2. A respiratory state switchable pulmonary rehabilitation care assist device according to claim 1, wherein: the width of the poking groove is larger than the diameter of the positive eccentric rotating shaft, and the length from the poking groove to the axis of the periodic training disc is smaller than the length from the positive eccentric rotating shaft to the axis of the periodic training disc.

3. A respiratory state switchable pulmonary rehabilitation care assist device according to claim 2, wherein: the limiting plate is provided with a guide rod, the guide rod penetrates through the side wall of the side, close to the breathing cavity, of the rotary cavity in a sliding mode, and the limiting plate is limited through the guide rod and the trigger rod.

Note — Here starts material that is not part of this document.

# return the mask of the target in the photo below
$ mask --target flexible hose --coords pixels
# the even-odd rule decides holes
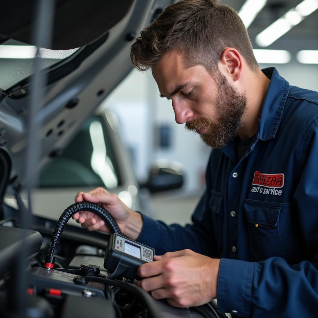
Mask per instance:
[[[59,241],[64,228],[68,220],[75,213],[81,211],[93,212],[105,221],[111,233],[121,234],[121,231],[114,218],[101,207],[96,203],[86,201],[74,203],[65,209],[56,223],[55,229],[51,237],[52,244],[50,254],[53,255],[55,246]]]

4. A respiratory switchable pulmonary rehabilitation care assist device according to claim 3, wherein: the utility model discloses a strength adjusting frame, including the shell cover, intensity adjusting frame, the shell cover, increment chamber and intensity adjusting frame, increment chamber is one side opening setting, increment chamber opening part joint and be equipped with the cap, be equipped with the slip draw-in groove on the cap, intensity adjusting frame one side is equipped with the pull sliding shaft, in the slip draw-in groove was located to the slip draw-in shaft slip joint, the cap lateral wall is equipped with observes the through-hole, observes the through-hole and locates one side of intermittent type formula advance pole, be equipped with the pull spring on the pull sliding shaft, the pull spring is located between shell cover and the intensity adjusting frame lateral wall.

5. A respiratory switchable pulmonary rehabilitation care assist device according to claim 4, wherein: the dual-mode breathing mask comprises a breathing mask body and a breathing tube, wherein a three-way valve is communicated with the breathing tube, two inlets and an outlet are formed in the three-way valve, an autonomous air suction tube and an oxygen tube are respectively communicated with the two inlets of the three-way valve, the outlet of the three-way valve is communicated with the breathing tube, and one-way valves are respectively arranged on the breathing tube, the autonomous air suction tube and the oxygen tube.

6. A respiratory switchable pulmonary rehabilitation care assist device according to claim 5, wherein: the breathing mask is characterized in that an elastic fixing band is arranged on the breathing mask body, and a fitting air bag is arranged in the breathing mask body.